Há uma geração de mulheres que cresceu ouvindo que precisava ser forte. Fortes para sustentar famílias inteiras, para ocupar espaços sem nunca ser plenamente vistas, para seguir em frente mesmo sem estrutura básica para existir com dignidade. Essa geração, marcada pela resistência, pela garra e pelo silêncio, agora se depara com uma nova urgência: precisamos resolver o óbvio. E o óbvio é que continuamos adoecendo em silêncio, tentando sobreviver em uma sociedade que romantiza nossa dor.
Falar da ausência de moradia fixa é falar da continuidade da exclusão. Quantas mulheres negras seguem vivendo de aluguel, à margem dos programas de habitação? Quantas esperam, por anos, por um teto que lhes dê segurança emocional e financeira? O tempo de espera de uma mulher negra por uma moradia digna não é só burocracia: é consequência de um sistema que insiste em negar a cidadania plena a quem carrega a história de um povo inteiro nas costas.
O planejamento de futuro, para muitas de nós, ainda é um sonho distante. Como traçar metas se o presente é instável? Como pensar em liberdade se a sobrevivência depende, muitas vezes, de relações abusivas — afetivas, familiares ou institucionais? Ainda convivemos com a naturalização do abuso emocional e econômico como parte do nosso cotidiano. Muitas continuam em relações violentas não por escolha, mas por falta de alternativa real. E ninguém fala sobre o custo psicológico disso.
Vivemos tempos de emoções fragilizadas. De corpos sobrecarregados e mentes exaustas. Não por fraqueza, mas por cansaço histórico. E enquanto lidamos com tudo isso, a sociedade nos cobra mais força, mais resiliência, mais silêncio. Mas o que essa geração precisa não é de mais resistência — é de reparação, de estrutura e de cuidado.
E essa mesma invisibilidade que enfrentamos na vida cotidiana se repete no serviço público. Quantos conhecem Vera Lúcia, mulher negra que ocupa um cargo importante no STE? Poucos. Porque enquanto alguns rostos negros chegam ao topo, o sistema garante que suas histórias não ganhem projeção. Crescemos ouvindo que precisamos de referências, mas as gerações atuais sabem mais sobre influenciadores do que sobre quem está na linha de frente, fazendo política pública, garantindo direitos, enfrentando estruturas de dentro para fora.
Isso não é por acaso — é projeto de apagamento. A invisibilidade das pessoas negras em cargos de poder é estratégica. Se não vemos, não acreditamos. Se não conhecemos, não nos espelhamos. E assim, segue-se negando às novas gerações o direito de sonhar com o possível.

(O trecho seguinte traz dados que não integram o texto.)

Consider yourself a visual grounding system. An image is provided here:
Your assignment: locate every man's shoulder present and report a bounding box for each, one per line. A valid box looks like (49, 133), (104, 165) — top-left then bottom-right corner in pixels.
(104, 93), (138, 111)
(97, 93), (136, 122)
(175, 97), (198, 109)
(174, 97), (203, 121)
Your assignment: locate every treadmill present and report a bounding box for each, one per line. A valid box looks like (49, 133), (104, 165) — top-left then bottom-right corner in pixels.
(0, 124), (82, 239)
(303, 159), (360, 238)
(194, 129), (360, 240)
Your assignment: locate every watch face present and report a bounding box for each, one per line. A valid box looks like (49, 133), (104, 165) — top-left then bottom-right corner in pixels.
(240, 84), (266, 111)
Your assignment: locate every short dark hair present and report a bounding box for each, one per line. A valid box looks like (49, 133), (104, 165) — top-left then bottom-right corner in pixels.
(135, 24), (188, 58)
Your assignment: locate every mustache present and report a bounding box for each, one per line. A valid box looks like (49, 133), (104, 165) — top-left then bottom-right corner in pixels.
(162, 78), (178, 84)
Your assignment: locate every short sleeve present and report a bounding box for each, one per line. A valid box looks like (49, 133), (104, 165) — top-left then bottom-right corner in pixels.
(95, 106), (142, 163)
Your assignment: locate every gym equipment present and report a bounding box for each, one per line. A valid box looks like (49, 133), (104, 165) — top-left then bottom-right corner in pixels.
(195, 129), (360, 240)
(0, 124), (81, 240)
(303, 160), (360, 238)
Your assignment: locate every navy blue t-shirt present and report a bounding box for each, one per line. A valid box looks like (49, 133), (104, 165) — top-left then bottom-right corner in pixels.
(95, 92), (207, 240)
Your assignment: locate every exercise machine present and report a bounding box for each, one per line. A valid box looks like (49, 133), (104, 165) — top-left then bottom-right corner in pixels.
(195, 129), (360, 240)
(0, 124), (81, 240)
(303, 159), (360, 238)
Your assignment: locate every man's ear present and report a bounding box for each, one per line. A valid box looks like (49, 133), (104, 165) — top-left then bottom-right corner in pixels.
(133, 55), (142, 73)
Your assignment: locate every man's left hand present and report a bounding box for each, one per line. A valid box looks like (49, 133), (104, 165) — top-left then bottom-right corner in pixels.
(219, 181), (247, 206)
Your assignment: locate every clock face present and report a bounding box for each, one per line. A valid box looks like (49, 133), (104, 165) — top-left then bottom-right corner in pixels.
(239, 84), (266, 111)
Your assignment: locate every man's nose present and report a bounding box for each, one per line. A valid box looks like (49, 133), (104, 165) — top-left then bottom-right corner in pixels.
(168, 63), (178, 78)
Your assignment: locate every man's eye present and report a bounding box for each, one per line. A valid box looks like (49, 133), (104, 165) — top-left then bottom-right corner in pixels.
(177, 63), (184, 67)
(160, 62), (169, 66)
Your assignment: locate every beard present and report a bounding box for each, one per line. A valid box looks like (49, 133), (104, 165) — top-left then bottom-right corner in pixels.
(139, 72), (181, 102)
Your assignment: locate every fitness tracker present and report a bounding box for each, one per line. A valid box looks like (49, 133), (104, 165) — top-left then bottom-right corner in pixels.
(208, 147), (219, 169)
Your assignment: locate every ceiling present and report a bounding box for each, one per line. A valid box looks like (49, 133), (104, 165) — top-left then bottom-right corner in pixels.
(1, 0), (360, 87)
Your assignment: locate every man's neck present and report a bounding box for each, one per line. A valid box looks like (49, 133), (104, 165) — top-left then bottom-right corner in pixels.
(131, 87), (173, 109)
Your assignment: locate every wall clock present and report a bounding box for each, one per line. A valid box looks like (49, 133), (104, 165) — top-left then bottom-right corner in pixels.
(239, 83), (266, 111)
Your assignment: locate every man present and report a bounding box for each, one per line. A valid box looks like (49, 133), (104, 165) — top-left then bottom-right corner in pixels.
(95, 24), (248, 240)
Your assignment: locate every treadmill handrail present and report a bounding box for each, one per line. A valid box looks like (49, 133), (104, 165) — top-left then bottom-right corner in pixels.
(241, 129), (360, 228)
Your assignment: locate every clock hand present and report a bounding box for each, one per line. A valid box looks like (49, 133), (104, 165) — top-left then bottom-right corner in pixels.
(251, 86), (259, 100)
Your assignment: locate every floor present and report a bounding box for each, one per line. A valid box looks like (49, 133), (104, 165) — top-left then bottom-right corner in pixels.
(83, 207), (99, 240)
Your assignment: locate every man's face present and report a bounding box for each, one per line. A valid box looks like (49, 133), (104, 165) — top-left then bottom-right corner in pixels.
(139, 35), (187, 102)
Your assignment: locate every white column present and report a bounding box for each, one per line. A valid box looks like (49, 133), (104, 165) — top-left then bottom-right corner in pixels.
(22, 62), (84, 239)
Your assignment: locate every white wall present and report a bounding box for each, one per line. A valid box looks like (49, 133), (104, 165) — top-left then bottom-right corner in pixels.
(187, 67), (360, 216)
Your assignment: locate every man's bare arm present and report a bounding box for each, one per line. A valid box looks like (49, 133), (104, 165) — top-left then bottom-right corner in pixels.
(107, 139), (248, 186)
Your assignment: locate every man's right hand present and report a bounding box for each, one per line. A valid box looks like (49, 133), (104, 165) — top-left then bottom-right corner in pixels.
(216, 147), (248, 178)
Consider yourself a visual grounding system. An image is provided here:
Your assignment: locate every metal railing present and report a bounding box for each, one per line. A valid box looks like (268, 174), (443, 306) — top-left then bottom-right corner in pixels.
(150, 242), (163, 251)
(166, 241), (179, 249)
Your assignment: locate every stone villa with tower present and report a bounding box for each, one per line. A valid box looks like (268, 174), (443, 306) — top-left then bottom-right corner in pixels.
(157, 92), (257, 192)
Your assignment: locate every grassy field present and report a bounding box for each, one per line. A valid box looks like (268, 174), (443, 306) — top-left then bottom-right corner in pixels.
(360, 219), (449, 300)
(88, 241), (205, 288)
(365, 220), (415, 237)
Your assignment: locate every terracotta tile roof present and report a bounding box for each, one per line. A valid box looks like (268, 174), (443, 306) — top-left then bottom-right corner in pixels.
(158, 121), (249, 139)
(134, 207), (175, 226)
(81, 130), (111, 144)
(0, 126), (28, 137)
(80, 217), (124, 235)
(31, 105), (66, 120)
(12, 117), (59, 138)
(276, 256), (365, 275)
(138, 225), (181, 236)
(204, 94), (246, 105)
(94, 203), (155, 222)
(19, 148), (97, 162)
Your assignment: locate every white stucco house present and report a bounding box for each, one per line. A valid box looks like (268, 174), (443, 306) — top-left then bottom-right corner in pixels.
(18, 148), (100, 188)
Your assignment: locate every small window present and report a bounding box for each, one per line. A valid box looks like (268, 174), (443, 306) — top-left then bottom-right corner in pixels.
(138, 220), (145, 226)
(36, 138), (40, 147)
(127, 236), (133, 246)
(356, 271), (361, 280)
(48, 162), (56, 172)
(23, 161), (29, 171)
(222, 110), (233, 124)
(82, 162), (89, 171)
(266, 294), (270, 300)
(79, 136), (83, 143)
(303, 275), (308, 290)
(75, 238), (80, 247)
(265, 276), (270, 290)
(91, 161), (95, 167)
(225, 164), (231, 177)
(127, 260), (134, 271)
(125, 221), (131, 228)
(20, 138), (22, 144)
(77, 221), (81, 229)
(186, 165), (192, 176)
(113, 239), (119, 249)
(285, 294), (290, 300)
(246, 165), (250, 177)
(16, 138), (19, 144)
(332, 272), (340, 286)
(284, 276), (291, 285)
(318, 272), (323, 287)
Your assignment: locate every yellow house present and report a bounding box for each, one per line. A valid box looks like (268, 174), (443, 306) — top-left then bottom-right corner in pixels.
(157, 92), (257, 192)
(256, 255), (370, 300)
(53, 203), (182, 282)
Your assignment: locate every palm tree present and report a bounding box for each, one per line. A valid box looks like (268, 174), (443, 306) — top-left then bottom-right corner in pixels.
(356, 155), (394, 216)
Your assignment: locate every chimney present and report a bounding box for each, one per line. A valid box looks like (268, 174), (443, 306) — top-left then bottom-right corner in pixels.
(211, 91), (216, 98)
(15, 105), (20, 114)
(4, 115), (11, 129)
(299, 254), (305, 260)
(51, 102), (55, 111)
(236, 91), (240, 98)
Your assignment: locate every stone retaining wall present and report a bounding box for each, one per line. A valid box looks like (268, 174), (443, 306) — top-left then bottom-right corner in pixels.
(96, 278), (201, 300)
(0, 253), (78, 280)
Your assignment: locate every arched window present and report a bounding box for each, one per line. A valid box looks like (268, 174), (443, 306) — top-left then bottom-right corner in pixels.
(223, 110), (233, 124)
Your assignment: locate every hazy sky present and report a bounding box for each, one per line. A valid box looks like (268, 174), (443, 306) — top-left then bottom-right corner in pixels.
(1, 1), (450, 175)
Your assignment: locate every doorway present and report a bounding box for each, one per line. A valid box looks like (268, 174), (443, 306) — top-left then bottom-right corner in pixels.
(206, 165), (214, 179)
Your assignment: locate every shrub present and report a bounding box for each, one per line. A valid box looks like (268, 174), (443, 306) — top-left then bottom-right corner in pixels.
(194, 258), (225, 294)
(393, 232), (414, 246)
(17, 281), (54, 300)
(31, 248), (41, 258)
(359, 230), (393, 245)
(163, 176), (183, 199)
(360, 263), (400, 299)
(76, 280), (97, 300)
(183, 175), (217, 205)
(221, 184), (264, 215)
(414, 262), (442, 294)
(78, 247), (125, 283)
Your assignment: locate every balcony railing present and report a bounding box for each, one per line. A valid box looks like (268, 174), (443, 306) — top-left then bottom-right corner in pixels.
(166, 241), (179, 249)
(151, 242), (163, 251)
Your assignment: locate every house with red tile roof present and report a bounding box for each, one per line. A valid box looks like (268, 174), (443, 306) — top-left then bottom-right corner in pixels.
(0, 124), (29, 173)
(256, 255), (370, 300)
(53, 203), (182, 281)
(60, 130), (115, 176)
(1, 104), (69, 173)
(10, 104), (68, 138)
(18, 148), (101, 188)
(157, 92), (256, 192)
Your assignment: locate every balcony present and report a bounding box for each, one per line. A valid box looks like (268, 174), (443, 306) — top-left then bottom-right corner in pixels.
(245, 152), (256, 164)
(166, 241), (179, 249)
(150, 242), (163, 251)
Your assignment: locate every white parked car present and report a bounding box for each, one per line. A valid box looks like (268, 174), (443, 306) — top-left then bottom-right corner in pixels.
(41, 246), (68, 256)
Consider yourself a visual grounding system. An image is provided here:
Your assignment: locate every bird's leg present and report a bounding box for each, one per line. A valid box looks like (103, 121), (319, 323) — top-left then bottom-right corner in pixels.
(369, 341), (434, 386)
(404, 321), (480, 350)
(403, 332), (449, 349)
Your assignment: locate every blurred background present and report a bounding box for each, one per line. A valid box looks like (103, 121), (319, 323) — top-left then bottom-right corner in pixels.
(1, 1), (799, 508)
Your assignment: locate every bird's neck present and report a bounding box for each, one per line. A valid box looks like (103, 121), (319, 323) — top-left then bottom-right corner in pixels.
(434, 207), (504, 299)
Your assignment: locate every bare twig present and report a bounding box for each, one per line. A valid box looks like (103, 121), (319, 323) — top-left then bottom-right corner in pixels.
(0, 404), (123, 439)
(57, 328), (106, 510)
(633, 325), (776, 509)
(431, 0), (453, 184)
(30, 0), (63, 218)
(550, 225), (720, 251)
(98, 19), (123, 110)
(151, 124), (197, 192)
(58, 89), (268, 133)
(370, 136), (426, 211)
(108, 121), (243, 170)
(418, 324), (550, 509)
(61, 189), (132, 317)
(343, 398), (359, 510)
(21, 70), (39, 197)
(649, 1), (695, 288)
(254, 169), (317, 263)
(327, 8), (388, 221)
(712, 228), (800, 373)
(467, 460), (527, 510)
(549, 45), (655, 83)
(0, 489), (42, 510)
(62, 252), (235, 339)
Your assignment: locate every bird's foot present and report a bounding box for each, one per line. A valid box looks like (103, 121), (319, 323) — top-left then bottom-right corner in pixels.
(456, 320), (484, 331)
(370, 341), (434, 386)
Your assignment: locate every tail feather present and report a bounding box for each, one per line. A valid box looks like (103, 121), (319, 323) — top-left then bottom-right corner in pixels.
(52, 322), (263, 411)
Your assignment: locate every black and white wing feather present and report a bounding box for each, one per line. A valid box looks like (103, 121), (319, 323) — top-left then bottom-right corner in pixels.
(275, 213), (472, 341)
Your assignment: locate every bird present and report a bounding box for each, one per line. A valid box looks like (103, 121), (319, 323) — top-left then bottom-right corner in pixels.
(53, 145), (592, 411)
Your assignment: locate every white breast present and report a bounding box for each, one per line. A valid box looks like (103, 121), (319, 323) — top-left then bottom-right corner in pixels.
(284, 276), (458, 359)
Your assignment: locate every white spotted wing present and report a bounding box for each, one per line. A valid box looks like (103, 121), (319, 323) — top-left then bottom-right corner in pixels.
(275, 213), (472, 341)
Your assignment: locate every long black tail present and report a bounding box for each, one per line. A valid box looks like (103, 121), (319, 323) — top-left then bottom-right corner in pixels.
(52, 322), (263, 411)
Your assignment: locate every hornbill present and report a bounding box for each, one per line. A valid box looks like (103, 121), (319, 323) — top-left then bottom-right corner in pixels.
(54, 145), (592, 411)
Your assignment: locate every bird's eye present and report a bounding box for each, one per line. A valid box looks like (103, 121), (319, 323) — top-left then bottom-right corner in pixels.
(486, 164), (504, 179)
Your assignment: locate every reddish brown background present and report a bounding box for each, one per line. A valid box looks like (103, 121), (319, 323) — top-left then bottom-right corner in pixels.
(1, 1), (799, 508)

Mas o feminismo negro nos ensina que a transformação começa com o reconhecimento das nossas dores e com a valorização da nossa existência. Precisamos de políticas públicas que nos priorizem, de redes de cuidado, de espaços onde possamos existir com dignidade e visibilidade. Precisamos romper com a lógica do “aguente mais um pouco” e exigir o que é nosso por direito: o bem viver.
O bem viver é mais do que um conceito — é uma urgência. É ter moradia, alimentação, saúde emocional, segurança e afeto sem culpa. É romper com a ideia de que só existimos para resistir. Queremos existir para criar, amar, descansar, construir legados. E isso passa também por recontar nossas histórias. Por dar nome e rosto às mulheres negras que estão em espaços de poder, que constroem políticas, que ensinam, que legislam, que julgam. Que lutam. O futuro que queremos depende da visibilidade dessas referências e da coragem de romper com pactos históricos de silenciamento.
Essa geração precisa, sim, resolver o óbvio. Porque o óbvio nunca foi simples para nós.
E se queremos outro amanhã, precisamos começar por hoje.